The defining moment in his political career — what should have marked the end of the beginning of his meteoric rise to power but became instead the beginning of the end of his hopes — was what then-foe-now-friend Jason Kenny called his deal with the devil at the 2003 Progressive Conservative party’s leadership convention.
That was when MacKay, for reasons that can only be described as crass, struck a secret backroom pact with his more progressive leadership rival, David Orchard. MacKay pledged to review the party’s pro-North American Free Trade Pact policy he had previously supported, and promised, cross-his-heart, not to lead the party into a merger with the right-wing Canadian Alliance. In exchange, Orchard would throw his support behind MacKay and push him over the top in the final ballot of the leadership race.
Orchard kept his part of the bargain.
Less than six months later, of course, MacKay made another deal with another devil — Stephen Harper — totally abrogating the Orchard agreement and creating the unprogressive Conservative party.
That looking-out-for-number-one slipperiness set the pattern for MacKay. Consider his most recent flip-flop flap this spring over whether fellow Nova Scotia Tory MP Bill Casey should be punished for standing up for principle on the Atlantic Accord and voting against the federal budget.
Should Casey be punished?
No, he wouldn’t, MacKay promised in the House of Commons.
Yes, he was.
Oh, that. Getting kicked out of caucus was really Casey’s fault, MacKay blithely explained, because he had actually followed through on his principles — something MacKay clearly found difficulty understanding.
To make matters worse, MacKay, as the Toronto Star aptly noted this week, was “no blazing comet” as Foreign Affairs Minister.

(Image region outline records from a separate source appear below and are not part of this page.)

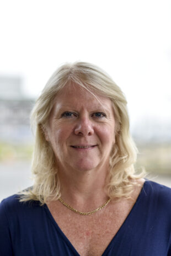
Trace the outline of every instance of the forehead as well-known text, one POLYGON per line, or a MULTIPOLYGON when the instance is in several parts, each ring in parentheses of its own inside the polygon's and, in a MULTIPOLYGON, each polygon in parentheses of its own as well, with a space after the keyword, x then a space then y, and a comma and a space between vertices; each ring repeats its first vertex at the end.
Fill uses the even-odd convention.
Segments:
POLYGON ((58 109, 63 106, 113 109, 111 101, 109 98, 100 93, 89 92, 77 84, 64 87, 55 97, 53 108, 58 109))

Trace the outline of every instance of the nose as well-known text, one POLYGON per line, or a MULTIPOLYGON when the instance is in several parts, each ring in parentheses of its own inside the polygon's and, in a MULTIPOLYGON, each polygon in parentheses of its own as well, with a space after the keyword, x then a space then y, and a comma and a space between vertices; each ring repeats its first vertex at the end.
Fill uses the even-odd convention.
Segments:
POLYGON ((83 118, 78 120, 74 128, 76 135, 90 136, 94 134, 94 129, 91 121, 88 118, 83 118))

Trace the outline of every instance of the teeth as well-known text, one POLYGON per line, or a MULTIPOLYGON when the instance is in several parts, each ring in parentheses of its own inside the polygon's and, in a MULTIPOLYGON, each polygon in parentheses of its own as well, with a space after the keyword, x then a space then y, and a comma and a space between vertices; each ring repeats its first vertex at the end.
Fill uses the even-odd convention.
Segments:
POLYGON ((76 148, 88 148, 91 147, 92 146, 74 146, 74 147, 76 147, 76 148))

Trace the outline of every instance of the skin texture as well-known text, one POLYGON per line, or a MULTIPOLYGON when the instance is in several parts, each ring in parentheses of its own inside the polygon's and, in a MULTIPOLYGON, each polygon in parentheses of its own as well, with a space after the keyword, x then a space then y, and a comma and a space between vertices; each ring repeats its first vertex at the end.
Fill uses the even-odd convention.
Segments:
POLYGON ((115 120, 110 100, 74 85, 58 94, 45 137, 62 172, 108 169, 115 143, 115 120), (76 146, 88 147, 76 148, 76 146))
MULTIPOLYGON (((63 88, 55 98, 44 131, 56 156, 61 198, 83 212, 98 208, 108 198, 105 187, 115 143, 111 102, 106 97, 95 96, 76 84, 63 88)), ((58 200, 47 205, 80 255, 100 256, 131 210, 143 182, 140 180, 139 186, 135 186, 132 200, 113 199, 90 216, 78 215, 58 200)))

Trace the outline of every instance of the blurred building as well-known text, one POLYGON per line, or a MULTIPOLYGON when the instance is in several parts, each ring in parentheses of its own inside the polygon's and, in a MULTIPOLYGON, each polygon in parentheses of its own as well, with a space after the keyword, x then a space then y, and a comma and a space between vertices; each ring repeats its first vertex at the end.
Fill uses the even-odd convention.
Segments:
POLYGON ((30 113, 34 100, 22 93, 20 77, 0 77, 0 140, 27 142, 32 140, 30 113))

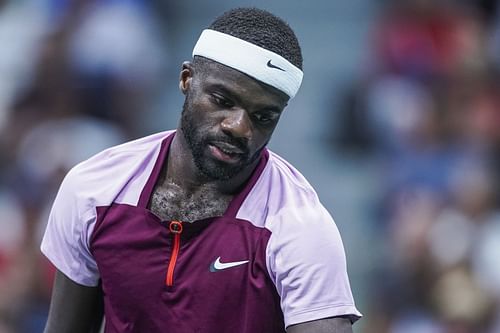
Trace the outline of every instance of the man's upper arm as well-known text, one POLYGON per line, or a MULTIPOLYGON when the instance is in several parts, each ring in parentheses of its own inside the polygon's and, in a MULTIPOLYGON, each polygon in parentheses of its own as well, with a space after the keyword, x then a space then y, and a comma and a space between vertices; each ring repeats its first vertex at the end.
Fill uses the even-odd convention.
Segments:
POLYGON ((286 331, 287 333, 352 333, 352 324, 347 317, 332 317, 292 325, 286 331))
POLYGON ((98 332, 102 318, 101 288, 75 283, 58 270, 44 333, 98 332))

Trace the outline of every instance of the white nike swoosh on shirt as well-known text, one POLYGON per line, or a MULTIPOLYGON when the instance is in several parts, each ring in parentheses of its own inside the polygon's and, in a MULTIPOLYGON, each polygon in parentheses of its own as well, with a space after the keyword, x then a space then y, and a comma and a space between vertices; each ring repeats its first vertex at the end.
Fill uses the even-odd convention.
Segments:
POLYGON ((246 264, 249 260, 242 261, 232 261, 232 262, 220 262, 220 257, 215 259, 215 261, 210 265, 210 272, 217 272, 223 269, 231 268, 246 264))

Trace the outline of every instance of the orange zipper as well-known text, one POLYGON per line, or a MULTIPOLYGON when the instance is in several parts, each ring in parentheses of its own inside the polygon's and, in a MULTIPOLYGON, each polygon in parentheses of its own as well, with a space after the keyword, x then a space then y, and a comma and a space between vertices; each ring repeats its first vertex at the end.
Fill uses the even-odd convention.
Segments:
POLYGON ((179 250, 181 247, 182 222, 170 222, 169 229, 170 232, 174 235, 174 244, 172 247, 172 256, 170 257, 170 262, 168 264, 167 278, 165 279, 165 283, 167 284, 167 286, 171 287, 174 284, 175 263, 177 262, 177 257, 179 256, 179 250))

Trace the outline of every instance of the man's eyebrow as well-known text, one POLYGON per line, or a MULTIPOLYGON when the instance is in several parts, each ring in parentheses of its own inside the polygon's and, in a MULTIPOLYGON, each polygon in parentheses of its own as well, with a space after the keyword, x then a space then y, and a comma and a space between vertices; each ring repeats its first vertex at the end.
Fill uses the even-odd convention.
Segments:
MULTIPOLYGON (((220 83, 209 84, 207 90, 211 91, 211 92, 218 90, 222 94, 227 96, 228 98, 234 100, 235 102, 238 102, 238 103, 242 102, 241 97, 238 96, 237 93, 233 92, 231 90, 231 88, 228 88, 227 86, 225 86, 223 84, 220 84, 220 83)), ((276 112, 276 113, 280 113, 280 114, 283 111, 282 108, 279 107, 278 105, 258 105, 257 109, 260 109, 259 111, 265 110, 265 111, 276 112)))

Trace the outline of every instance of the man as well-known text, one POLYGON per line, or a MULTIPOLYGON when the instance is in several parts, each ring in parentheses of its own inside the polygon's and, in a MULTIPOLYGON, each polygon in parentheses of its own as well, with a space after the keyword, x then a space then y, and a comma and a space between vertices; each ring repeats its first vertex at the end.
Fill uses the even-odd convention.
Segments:
POLYGON ((177 131, 63 181, 42 242, 58 268, 45 332, 91 331, 101 297, 106 332, 352 332, 338 230, 265 148, 301 67, 268 12, 232 10, 203 31, 182 65, 177 131))

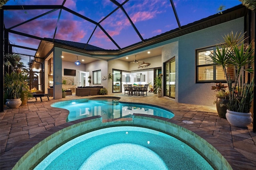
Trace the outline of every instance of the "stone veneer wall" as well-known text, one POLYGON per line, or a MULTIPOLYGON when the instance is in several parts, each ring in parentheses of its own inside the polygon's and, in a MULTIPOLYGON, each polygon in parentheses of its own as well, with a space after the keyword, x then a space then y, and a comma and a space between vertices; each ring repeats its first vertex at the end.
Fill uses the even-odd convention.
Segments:
MULTIPOLYGON (((100 116, 85 118, 62 124, 39 135, 44 138, 33 147, 15 164, 12 170, 32 169, 44 158, 59 146, 74 138, 88 132, 108 127, 135 126, 168 134, 185 142, 203 154, 217 169, 232 170, 225 158, 212 145, 192 132, 172 123, 171 119, 152 115, 134 114, 132 121, 108 122, 102 123, 100 116), (159 119, 160 118, 161 119, 159 119), (57 131, 57 132, 56 132, 57 131)), ((39 137, 35 136, 38 140, 39 137)))

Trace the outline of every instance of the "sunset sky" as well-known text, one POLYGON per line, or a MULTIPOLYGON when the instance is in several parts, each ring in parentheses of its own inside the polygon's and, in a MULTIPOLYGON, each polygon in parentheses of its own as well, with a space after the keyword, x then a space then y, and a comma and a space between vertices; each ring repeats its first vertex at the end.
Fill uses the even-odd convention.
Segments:
MULTIPOLYGON (((120 4, 124 0, 118 0, 120 4)), ((224 6, 230 8, 241 4, 238 0, 174 0, 181 26, 217 14, 218 8, 224 6)), ((10 0, 5 5, 61 5, 63 0, 10 0)), ((109 0, 67 0, 64 6, 87 17, 86 21, 62 10, 57 21, 60 10, 57 10, 16 27, 16 24, 33 18, 52 10, 8 10, 4 11, 6 28, 41 38, 87 43, 96 25, 99 23, 120 48, 141 42, 124 12, 120 9, 102 20, 118 7, 109 0)), ((178 27, 169 0, 130 0, 123 5, 131 20, 144 39, 146 39, 178 27)), ((37 49, 40 40, 9 33, 11 44, 37 49)), ((88 44, 105 49, 118 49, 99 27, 97 27, 88 44)), ((35 52, 18 48, 13 49, 17 53, 34 56, 35 52)))

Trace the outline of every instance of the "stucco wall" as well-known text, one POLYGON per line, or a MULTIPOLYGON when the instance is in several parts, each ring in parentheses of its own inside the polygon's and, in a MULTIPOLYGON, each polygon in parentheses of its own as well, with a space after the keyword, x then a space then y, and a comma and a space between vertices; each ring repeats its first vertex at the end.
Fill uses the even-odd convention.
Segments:
POLYGON ((102 80, 102 77, 103 76, 108 76, 108 62, 98 60, 94 62, 86 64, 85 65, 85 71, 89 72, 89 75, 92 76, 92 82, 90 84, 90 86, 100 86, 106 88, 108 86, 108 80, 102 80), (92 72, 94 71, 101 70, 101 84, 94 84, 93 83, 93 76, 92 72))
MULTIPOLYGON (((135 57, 134 57, 135 58, 135 57)), ((129 70, 128 71, 134 71, 138 70, 142 70, 143 69, 155 68, 156 67, 161 67, 162 66, 162 60, 161 56, 156 56, 154 57, 150 57, 150 58, 145 58, 143 60, 140 60, 143 61, 145 63, 149 63, 150 65, 147 67, 143 67, 143 68, 140 67, 138 68, 139 65, 137 63, 130 63, 129 64, 129 70)), ((140 64, 142 64, 140 62, 140 64)))
MULTIPOLYGON (((124 71, 129 71, 129 62, 119 60, 110 61, 108 63, 108 74, 110 73, 112 75, 112 69, 120 70, 124 71)), ((108 94, 112 93, 112 79, 108 78, 108 94)))
POLYGON ((79 72, 81 71, 85 72, 85 64, 81 64, 78 66, 75 63, 67 61, 62 61, 62 79, 63 77, 70 77, 71 78, 74 78, 74 84, 76 86, 79 86, 79 72), (76 70, 76 76, 66 76, 64 75, 64 68, 68 69, 76 70))
POLYGON ((216 45, 222 36, 243 31, 244 18, 240 18, 189 34, 178 38, 178 102, 214 106, 215 83, 196 84, 196 49, 216 45))

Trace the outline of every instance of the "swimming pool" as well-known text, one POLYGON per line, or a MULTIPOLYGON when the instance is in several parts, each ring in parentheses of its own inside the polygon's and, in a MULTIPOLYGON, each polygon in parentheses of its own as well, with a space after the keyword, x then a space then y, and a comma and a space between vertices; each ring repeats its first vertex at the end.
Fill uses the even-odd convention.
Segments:
POLYGON ((134 126, 107 128, 78 137, 35 170, 211 170, 196 152, 175 138, 134 126))
POLYGON ((132 118, 133 113, 155 115, 171 118, 174 114, 170 110, 152 106, 120 103, 118 98, 100 98, 57 102, 52 107, 69 111, 67 122, 100 115, 102 120, 132 118))

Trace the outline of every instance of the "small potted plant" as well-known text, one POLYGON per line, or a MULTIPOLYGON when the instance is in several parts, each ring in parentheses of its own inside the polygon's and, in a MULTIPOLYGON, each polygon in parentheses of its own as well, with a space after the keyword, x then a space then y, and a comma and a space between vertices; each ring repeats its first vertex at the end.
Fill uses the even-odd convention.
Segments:
POLYGON ((64 90, 62 88, 62 98, 65 98, 66 97, 66 90, 64 90))
POLYGON ((111 75, 111 73, 110 73, 108 74, 108 79, 112 79, 112 75, 111 75))
POLYGON ((21 72, 14 71, 4 75, 4 89, 8 107, 17 108, 21 104, 20 96, 26 79, 26 76, 21 72))
POLYGON ((158 77, 155 78, 154 81, 154 93, 157 94, 157 96, 162 96, 162 77, 163 74, 160 74, 158 77))
POLYGON ((216 92, 216 108, 219 116, 222 118, 226 119, 226 113, 228 107, 227 104, 228 102, 228 92, 226 92, 226 88, 228 86, 225 86, 222 83, 216 83, 215 86, 212 86, 212 90, 215 90, 216 92))
POLYGON ((100 90, 100 94, 101 94, 102 95, 105 95, 108 94, 108 90, 106 88, 101 88, 100 90))

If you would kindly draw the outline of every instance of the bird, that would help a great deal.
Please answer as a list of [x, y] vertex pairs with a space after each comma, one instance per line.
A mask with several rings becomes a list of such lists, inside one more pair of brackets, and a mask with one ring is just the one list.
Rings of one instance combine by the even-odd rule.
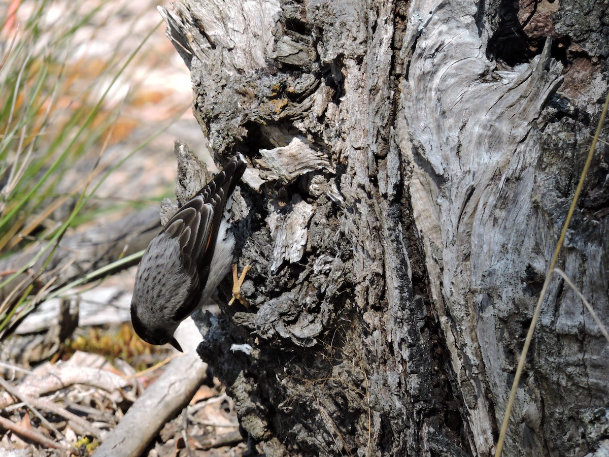
[[131, 300], [133, 330], [144, 341], [183, 352], [174, 332], [205, 303], [233, 263], [234, 237], [224, 207], [247, 166], [242, 154], [232, 157], [148, 244]]

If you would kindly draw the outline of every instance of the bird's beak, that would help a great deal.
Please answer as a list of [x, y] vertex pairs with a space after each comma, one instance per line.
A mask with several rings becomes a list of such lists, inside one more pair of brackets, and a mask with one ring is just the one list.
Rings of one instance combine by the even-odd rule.
[[176, 349], [177, 349], [180, 352], [184, 352], [184, 351], [182, 350], [182, 348], [181, 348], [181, 347], [180, 347], [180, 343], [178, 342], [178, 340], [177, 340], [173, 336], [172, 336], [171, 339], [169, 339], [169, 344], [171, 344], [171, 345], [172, 345], [174, 347], [175, 347]]

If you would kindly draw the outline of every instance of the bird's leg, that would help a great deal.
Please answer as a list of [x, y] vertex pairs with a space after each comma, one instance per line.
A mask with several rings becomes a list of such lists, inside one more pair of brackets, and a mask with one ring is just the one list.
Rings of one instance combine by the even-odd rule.
[[241, 275], [238, 277], [237, 264], [233, 264], [233, 297], [228, 302], [228, 306], [232, 305], [233, 302], [235, 300], [238, 300], [239, 302], [245, 308], [250, 307], [250, 303], [247, 300], [245, 299], [245, 297], [241, 296], [241, 285], [243, 284], [243, 282], [245, 280], [245, 275], [247, 274], [247, 272], [249, 271], [250, 266], [245, 266], [243, 268], [243, 271], [241, 272]]

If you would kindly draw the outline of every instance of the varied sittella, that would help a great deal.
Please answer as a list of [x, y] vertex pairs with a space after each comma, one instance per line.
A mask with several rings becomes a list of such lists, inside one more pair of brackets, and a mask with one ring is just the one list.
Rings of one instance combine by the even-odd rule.
[[148, 245], [138, 268], [131, 319], [151, 344], [170, 343], [180, 323], [202, 306], [230, 270], [234, 238], [224, 207], [247, 164], [241, 154], [182, 206]]

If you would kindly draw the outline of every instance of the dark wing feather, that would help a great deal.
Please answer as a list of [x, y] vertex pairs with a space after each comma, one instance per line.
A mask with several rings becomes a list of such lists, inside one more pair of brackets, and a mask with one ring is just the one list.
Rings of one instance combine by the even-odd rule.
[[243, 156], [233, 157], [224, 170], [178, 210], [161, 232], [178, 238], [183, 265], [187, 271], [196, 265], [198, 274], [195, 282], [198, 287], [189, 291], [188, 298], [175, 313], [177, 320], [185, 319], [199, 303], [207, 282], [224, 207], [246, 166]]

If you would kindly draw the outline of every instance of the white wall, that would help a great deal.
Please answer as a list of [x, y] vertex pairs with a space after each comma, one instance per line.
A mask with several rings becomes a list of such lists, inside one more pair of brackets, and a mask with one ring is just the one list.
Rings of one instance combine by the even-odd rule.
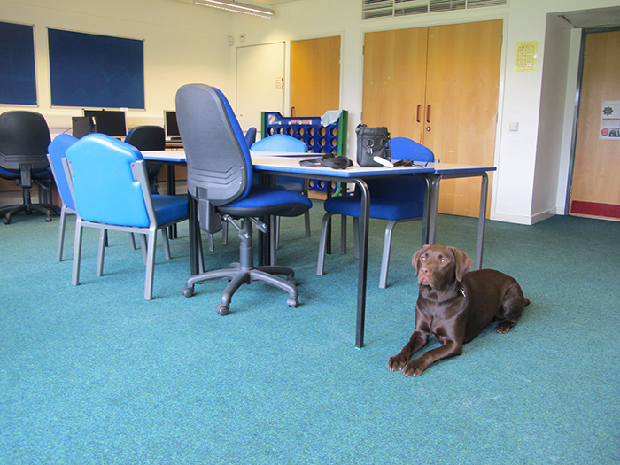
[[[212, 82], [230, 91], [229, 13], [173, 0], [0, 0], [0, 20], [35, 25], [39, 105], [52, 133], [81, 109], [51, 107], [46, 27], [144, 40], [145, 110], [128, 110], [128, 126], [163, 125], [177, 89]], [[2, 105], [0, 111], [32, 107]]]
[[[572, 108], [567, 108], [567, 104], [570, 102], [569, 96], [575, 93], [574, 66], [578, 47], [574, 46], [574, 33], [560, 23], [551, 22], [547, 35], [547, 15], [616, 6], [617, 0], [510, 0], [506, 7], [367, 21], [360, 19], [360, 0], [299, 0], [275, 5], [275, 19], [236, 15], [232, 34], [236, 45], [239, 45], [239, 35], [244, 34], [245, 45], [283, 40], [287, 42], [289, 51], [291, 40], [342, 35], [341, 106], [349, 111], [349, 146], [353, 146], [351, 135], [361, 114], [365, 32], [503, 19], [495, 154], [498, 172], [494, 175], [491, 217], [531, 224], [556, 210], [562, 213], [562, 205], [558, 203], [566, 201], [572, 123]], [[538, 64], [531, 73], [513, 70], [516, 43], [524, 41], [538, 41]], [[550, 43], [548, 49], [546, 41]], [[546, 67], [547, 54], [549, 66]], [[545, 86], [544, 67], [549, 76]], [[558, 86], [554, 84], [556, 81]], [[543, 92], [550, 95], [542, 99]], [[510, 122], [519, 123], [518, 132], [508, 130]], [[553, 130], [548, 132], [547, 128]]]

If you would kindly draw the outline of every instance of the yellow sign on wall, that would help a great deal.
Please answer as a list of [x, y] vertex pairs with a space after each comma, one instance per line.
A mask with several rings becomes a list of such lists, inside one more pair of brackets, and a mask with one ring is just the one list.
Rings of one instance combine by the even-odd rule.
[[517, 42], [516, 53], [515, 53], [515, 71], [534, 71], [538, 51], [538, 41]]

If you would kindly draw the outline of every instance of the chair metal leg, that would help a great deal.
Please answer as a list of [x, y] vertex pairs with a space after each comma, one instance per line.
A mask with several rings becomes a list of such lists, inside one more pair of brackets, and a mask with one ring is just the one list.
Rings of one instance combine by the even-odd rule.
[[353, 249], [355, 258], [360, 258], [360, 218], [353, 216]]
[[280, 217], [275, 217], [275, 250], [280, 248]]
[[346, 215], [340, 215], [340, 254], [346, 254]]
[[99, 248], [97, 252], [97, 275], [104, 275], [104, 259], [105, 258], [105, 229], [99, 230]]
[[157, 248], [157, 231], [149, 231], [147, 241], [146, 275], [144, 277], [144, 298], [151, 300], [153, 298], [153, 276], [155, 274], [155, 249]]
[[166, 260], [171, 260], [172, 253], [170, 253], [170, 241], [168, 240], [168, 235], [166, 232], [166, 228], [161, 229], [161, 237], [164, 239], [164, 254], [166, 255]]
[[[329, 189], [329, 186], [331, 185], [331, 182], [328, 182], [328, 189]], [[306, 196], [308, 197], [308, 191], [310, 190], [310, 180], [309, 179], [304, 179], [304, 186], [302, 188], [302, 193]], [[304, 223], [306, 225], [306, 236], [310, 237], [310, 210], [304, 213]]]
[[142, 262], [146, 265], [146, 253], [148, 251], [148, 241], [146, 240], [146, 236], [143, 234], [140, 235], [140, 250], [142, 251]]
[[327, 228], [333, 213], [326, 213], [321, 221], [321, 240], [319, 242], [319, 260], [316, 263], [316, 274], [322, 276], [325, 271], [325, 254], [327, 250]]
[[80, 283], [80, 259], [81, 258], [81, 236], [83, 228], [80, 217], [75, 221], [75, 239], [74, 242], [74, 267], [71, 273], [71, 283], [77, 286]]
[[379, 276], [379, 287], [381, 289], [385, 289], [387, 287], [387, 274], [390, 268], [390, 252], [391, 249], [391, 233], [397, 222], [398, 221], [395, 220], [388, 221], [387, 227], [385, 228], [384, 254], [381, 258], [381, 275]]
[[56, 260], [62, 261], [62, 252], [65, 248], [65, 230], [66, 229], [66, 206], [62, 205], [60, 209], [60, 224], [58, 225], [58, 251]]

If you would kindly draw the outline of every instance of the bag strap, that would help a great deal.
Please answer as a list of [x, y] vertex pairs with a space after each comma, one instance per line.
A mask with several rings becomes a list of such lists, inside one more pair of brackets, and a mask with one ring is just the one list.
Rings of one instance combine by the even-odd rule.
[[302, 167], [314, 167], [318, 165], [333, 169], [346, 169], [352, 167], [353, 162], [351, 161], [348, 157], [338, 157], [333, 153], [326, 153], [322, 157], [317, 157], [316, 159], [302, 159], [299, 161], [299, 165]]

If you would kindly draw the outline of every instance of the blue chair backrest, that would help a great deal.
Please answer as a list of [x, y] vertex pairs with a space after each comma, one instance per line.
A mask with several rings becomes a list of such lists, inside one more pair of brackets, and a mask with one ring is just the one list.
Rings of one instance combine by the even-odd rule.
[[56, 187], [58, 188], [58, 193], [62, 203], [72, 210], [75, 210], [74, 198], [71, 195], [71, 190], [66, 181], [65, 174], [65, 167], [62, 164], [62, 159], [66, 154], [66, 150], [78, 141], [77, 137], [74, 137], [69, 134], [60, 134], [54, 137], [50, 146], [47, 149], [51, 160], [51, 167], [54, 172], [54, 179], [56, 180]]
[[[308, 151], [308, 147], [304, 141], [296, 139], [288, 134], [274, 134], [264, 139], [253, 143], [251, 147], [252, 151], [293, 151], [298, 153], [306, 153]], [[259, 180], [254, 176], [254, 184], [258, 185]], [[292, 176], [275, 176], [275, 182], [278, 185], [283, 184], [303, 184], [304, 180]]]
[[253, 126], [245, 131], [245, 143], [248, 147], [252, 147], [252, 144], [256, 142], [256, 128]]
[[205, 84], [184, 85], [176, 92], [176, 120], [188, 192], [215, 206], [245, 197], [252, 188], [250, 149], [226, 97]]
[[[415, 159], [416, 162], [429, 163], [435, 160], [435, 155], [422, 143], [408, 137], [394, 137], [390, 141], [391, 159]], [[384, 200], [401, 200], [408, 198], [415, 201], [424, 199], [426, 183], [417, 176], [393, 177], [368, 181], [372, 198]]]
[[416, 162], [432, 163], [435, 155], [428, 147], [424, 147], [408, 137], [394, 137], [390, 141], [392, 159], [415, 159]]
[[296, 139], [288, 134], [274, 134], [260, 139], [252, 145], [253, 151], [293, 151], [306, 153], [308, 151], [304, 141]]
[[90, 134], [66, 150], [66, 159], [75, 206], [83, 220], [150, 226], [143, 186], [131, 170], [132, 164], [143, 159], [136, 147], [105, 134]]

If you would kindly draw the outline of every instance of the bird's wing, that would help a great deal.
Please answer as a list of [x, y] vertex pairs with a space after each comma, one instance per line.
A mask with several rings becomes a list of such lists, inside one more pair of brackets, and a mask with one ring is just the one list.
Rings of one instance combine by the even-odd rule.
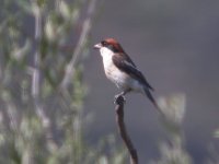
[[136, 68], [136, 65], [126, 54], [123, 54], [123, 56], [114, 55], [112, 60], [120, 71], [129, 74], [131, 78], [138, 80], [140, 83], [153, 91], [153, 87], [147, 82], [143, 74]]

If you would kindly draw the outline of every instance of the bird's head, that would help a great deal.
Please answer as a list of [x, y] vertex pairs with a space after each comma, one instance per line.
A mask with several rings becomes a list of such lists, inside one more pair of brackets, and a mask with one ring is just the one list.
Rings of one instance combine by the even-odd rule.
[[124, 52], [122, 46], [118, 44], [118, 42], [114, 38], [106, 38], [102, 40], [101, 43], [94, 45], [95, 49], [107, 49], [113, 52]]

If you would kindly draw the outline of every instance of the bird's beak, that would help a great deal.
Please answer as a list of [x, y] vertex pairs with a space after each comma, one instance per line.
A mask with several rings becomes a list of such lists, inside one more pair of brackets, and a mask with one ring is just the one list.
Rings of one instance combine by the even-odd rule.
[[96, 45], [93, 46], [94, 49], [100, 49], [101, 47], [102, 47], [101, 44], [96, 44]]

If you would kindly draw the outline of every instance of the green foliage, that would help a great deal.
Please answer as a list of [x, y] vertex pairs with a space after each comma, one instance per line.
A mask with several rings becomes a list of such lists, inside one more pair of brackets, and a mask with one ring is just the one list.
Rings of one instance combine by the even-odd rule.
[[[110, 140], [92, 148], [83, 138], [82, 62], [73, 66], [72, 78], [60, 87], [81, 35], [77, 30], [81, 9], [89, 2], [1, 1], [0, 163], [90, 164], [103, 159], [123, 163], [124, 153], [116, 144], [103, 153]], [[80, 61], [88, 52], [87, 40]]]

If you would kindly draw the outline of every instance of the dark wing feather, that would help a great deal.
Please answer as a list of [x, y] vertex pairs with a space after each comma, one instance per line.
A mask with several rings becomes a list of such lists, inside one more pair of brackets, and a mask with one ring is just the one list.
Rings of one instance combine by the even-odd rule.
[[126, 54], [123, 54], [123, 56], [114, 55], [112, 60], [120, 71], [126, 72], [131, 78], [138, 80], [140, 83], [153, 91], [153, 87], [147, 82], [143, 74], [136, 68], [136, 65]]

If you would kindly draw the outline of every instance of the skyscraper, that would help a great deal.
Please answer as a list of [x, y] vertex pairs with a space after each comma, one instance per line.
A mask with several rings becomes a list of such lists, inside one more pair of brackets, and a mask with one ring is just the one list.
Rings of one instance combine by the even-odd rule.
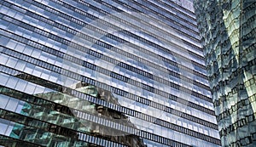
[[222, 146], [255, 146], [255, 1], [196, 0]]
[[0, 144], [220, 145], [191, 1], [0, 4]]

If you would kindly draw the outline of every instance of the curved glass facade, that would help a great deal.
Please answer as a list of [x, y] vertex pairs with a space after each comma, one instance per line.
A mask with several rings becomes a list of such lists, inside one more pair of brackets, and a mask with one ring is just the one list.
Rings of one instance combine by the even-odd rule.
[[0, 2], [0, 144], [220, 146], [190, 1]]
[[256, 145], [255, 5], [195, 1], [222, 146]]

In part, of course, that’s because Stephen Harper was really his own foreign minister. MacKay, in public at least, was mostly just mouthing words written in the PMO — from cheerleading support for failed American policies in Iraq to an unqualified thumbs up for Israel’s relentless bombing campaign against Lebanon last summer.
When MacKay did step out on his own, he often stumbled. Remember his fawning over his American counterpart, Condi Rice? More substantively, his department spent much of the past year not only denying that prisoners captured by Canadians in Afghanistan and turned over to local authorities were being tortured, for example, but also claiming no reports on Afghan human rights abuses even existed. When it turned out they did exist and that they revealed real fears prisoners were being subjected to torture and even murder, MacKay’s excuse was that he hadn’t read them.
So what can we expect from MacKay now that he’s Minister of National Defence?
Unfortunately, probably more of the same. We are at a critical point in the Afghan war. We need to have a serious national conversation about why we’re in that troubled country in the first place, what we’ve accomplished so far and whether there is a useful role for us there in the future.
We could use a man of principle to help lead that discussion. Unfortunately, this week’s cabinet shuffle only gave us a too-glib, me-first spinmeister. Which is almost certainly bad for the country.
Stephen Kimber is the Rogers Communications Chair in Journalism at the University of King’s College. His column, “Kimber’s Nova Scotia,” appears in the Sunday Daily News.